What is GPAI Models with Systemic Risk Under the EU AI Act?

The EU AI Act treats a general-purpose AI model as systemic-risk when it has high-impact capabilities or the Commission designates it for equivalent capabilities or impact. More than 10^25 training FLOP creates a presumption of high-impact capability, not an unchallengeable classification; systemic-risk providers have extra evaluation, risk-management, incident-reporting, and cybersecurity duties.

What does training compute above 10^25 FLOP do under Article 51?

Article 51(2) presumes high-impact capabilities above the compute threshold, while Article 51 and 52 allow other evidence and procedures.

Which second route can lead to systemic-risk designation besides the compute presumption?
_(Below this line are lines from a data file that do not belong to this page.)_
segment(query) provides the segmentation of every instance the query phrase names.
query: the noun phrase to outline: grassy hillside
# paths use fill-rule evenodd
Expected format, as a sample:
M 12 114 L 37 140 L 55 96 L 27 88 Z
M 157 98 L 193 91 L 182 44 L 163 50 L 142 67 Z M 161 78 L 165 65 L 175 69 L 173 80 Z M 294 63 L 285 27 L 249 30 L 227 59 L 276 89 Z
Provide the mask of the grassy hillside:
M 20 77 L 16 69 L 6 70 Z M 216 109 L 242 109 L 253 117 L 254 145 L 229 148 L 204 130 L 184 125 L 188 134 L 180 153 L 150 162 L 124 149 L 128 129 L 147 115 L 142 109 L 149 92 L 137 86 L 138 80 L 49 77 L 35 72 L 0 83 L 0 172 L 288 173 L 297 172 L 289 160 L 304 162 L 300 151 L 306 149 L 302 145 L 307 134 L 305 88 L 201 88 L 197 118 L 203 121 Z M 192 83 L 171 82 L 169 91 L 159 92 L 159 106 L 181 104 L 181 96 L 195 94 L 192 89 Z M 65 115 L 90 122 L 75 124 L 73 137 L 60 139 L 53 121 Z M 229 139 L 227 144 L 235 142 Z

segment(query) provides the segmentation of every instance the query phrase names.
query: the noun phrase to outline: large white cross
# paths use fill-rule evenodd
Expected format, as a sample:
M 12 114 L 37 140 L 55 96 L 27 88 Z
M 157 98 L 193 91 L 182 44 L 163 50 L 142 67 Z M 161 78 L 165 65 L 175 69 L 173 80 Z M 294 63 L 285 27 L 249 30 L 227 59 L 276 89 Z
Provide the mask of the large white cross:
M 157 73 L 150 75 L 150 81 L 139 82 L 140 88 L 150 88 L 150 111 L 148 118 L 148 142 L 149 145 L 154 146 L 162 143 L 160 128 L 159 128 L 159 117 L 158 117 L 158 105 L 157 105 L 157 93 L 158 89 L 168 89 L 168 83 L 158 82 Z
Article 51(1)(b) and Article 52(4) allow Commission designation based on equivalent capabilities or impact using Annex XIII criteria.

When must a provider notify the Commission after a model meets or is expected to meet the compute condition?

Article 52(1) requires notice without delay and no later than two weeks after the condition is met or known to be expected.

Which item is an Article 55 duty for a systemic-risk GPAI provider?

Article 55(1)(a) requires model evaluation under state-of-the-art protocols, including documented adversarial testing.

What does Article 55 require about serious incidents?

Article 55(1)(c) requires tracking, documenting, and reporting serious-incident information and possible corrective measures.